1
votes

I've got a HBase table that is loaded via the HBase Java api like so:

put.add(Bytes.toBytes(HBaseConnection.FAMILY_NAME), Bytes.toBytes("value"), Bytes.toBytes(value));

(Where the variable value is a normal java float.)

I proceed to load this with Pig as follows:

raw = LOAD 'hbase://tableName' USING org.apache.pig.backend.hadoop.hbase.HBaseStorage('family:value', '-loadKey true -limit 5') AS (id:chararray, value:float);

However when I dump this with:

dump raw;

I get:

[main] WARN  org.apache.pig.backend.hadoop.executionengine.mapReduceLayer.MapReduceLauncher - Encountered Warning FIELD_DISCARDED_TYPE_CONVERSION_FAILED 5 time(s).

for each float value. The ID's are printed fine.

Im running:

  • Apache Hadoop 0.20.2.05
  • Pig 0.9.2
  • Hbase 0.92.0

My question: Why cant pig handle theses float values?
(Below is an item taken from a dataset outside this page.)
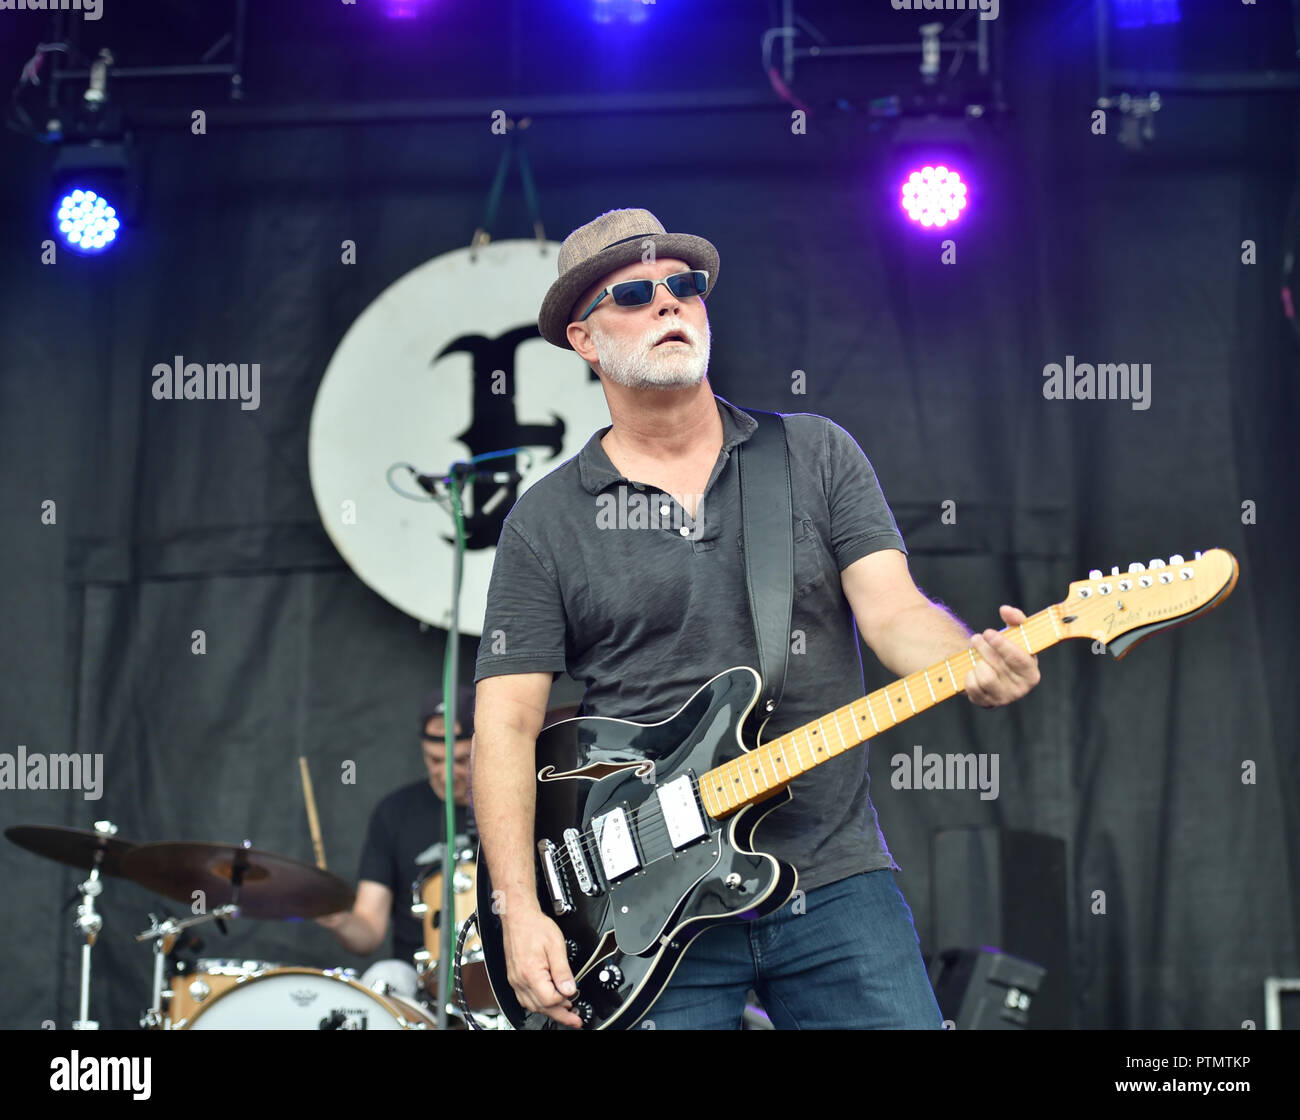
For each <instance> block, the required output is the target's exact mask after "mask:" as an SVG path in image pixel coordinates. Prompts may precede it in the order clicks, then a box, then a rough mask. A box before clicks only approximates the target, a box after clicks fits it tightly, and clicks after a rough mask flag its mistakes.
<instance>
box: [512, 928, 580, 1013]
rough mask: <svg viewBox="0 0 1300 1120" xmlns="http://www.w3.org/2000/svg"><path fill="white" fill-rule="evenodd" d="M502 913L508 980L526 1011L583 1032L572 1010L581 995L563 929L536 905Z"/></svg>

What am I doing wrong?

2
Try it without the AS (id:chararray, value:float) part. What does it dump? Try converting value to a String before calling Bytes.toBytes on it, just to know what the problem is.Hari Menon
I removed the "as" clause as you suggested but all I get is odd looking Udf-8 characters (since the data is binary).Max Charas

2 Answers

4
votes

Turns out you have to add a caster. Like so:

USING org.apache.pig.backend.hadoop.hbase.HBaseStorage('family:value', '-loadKey true -limit 5 -caster HBaseBinaryConverter')
0
votes

Please try by following way:

test = load '/user/training/user' using PigStorage(',') 
  as (user_id, name, age:int, country, gender);

As default delimiter for loading is tab.